Friday, 4 March 2011

Shiver

Shiver 
By Maggie Stiefvater
Blurb: 

The pack circled around me, tongues and teeth and growls.

When a local boy is killed by wolves, Grace’s small town becomes a place of fear and suspicion. 
But Grace can’t help being fascinated by the pack, and by one yellow-eyed wolf in particular. 
There’s something about him - something almost human. 
Then she meets a yellow-eyed boy whose familiarity takes her breath away... 


Critics Reviews: Shiver has remained on the bestseller list for over 32 weeks, selling 130,996 copies in 2009. it debuted at #9 on the New York Times Bestseller List and made the Amazon Top Ten Books for Teens, is a Indies Choice Book Award Finalist and is part of Publishers Weekly Best Books for Teens.

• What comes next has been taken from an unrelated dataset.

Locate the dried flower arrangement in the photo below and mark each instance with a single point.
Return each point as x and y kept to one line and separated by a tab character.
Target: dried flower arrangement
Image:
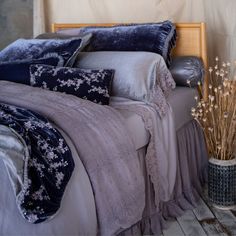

My Review: Yes, I am a fan of the Twilight books. I realise this holds a bit of weight these days, but don’t let that put you off. 
I knew when I saw this book on Amazon that, like many teen books recently, Shiver is aimed at the Twilight market. This isn’t necessarily a bad thing. In fact, in many ways this has helped me broaden my reading.
Shiver, though, isn’t Twilight. There are enough similarities to satisfy fans but overall it much better written and a lot more involving. 
Told through a dual narrative, we follow Grace and Sam as they eventually meet, fall in love... and then the complications begin.
Sam is a werewolf, but Maggie Stiefvater tells Sam’s story with realism and emotion as we learn what that means in Mercy Falls. Being a werewolf means he’s subject to temperature: warmth turns him human, the cold wolf. But that’s not all, after a certain amount of changes Sam and the rest of the werewolves will stop changing human at all and will remain wolves - oblivious to human ways and emotions, basically forgetting their human selves.
Grace enters Sam’s world when she is attacked by the pack in her back garden, from then on she is fixated on seeing ‘her wolf’. It’s not until she finds Sam, newly turned human after being shot by the locals, that she finally gets to meet him. And thus begins their relationship and its consequences.
Such a lot happens in Shiver it really is a rollercoaster ride. 
One of the most heart-felt and interesting books I’ve read for a while, Shiver was a refreshing take on the recent vampire/werewolf fiction that is engulfing teen fiction of late.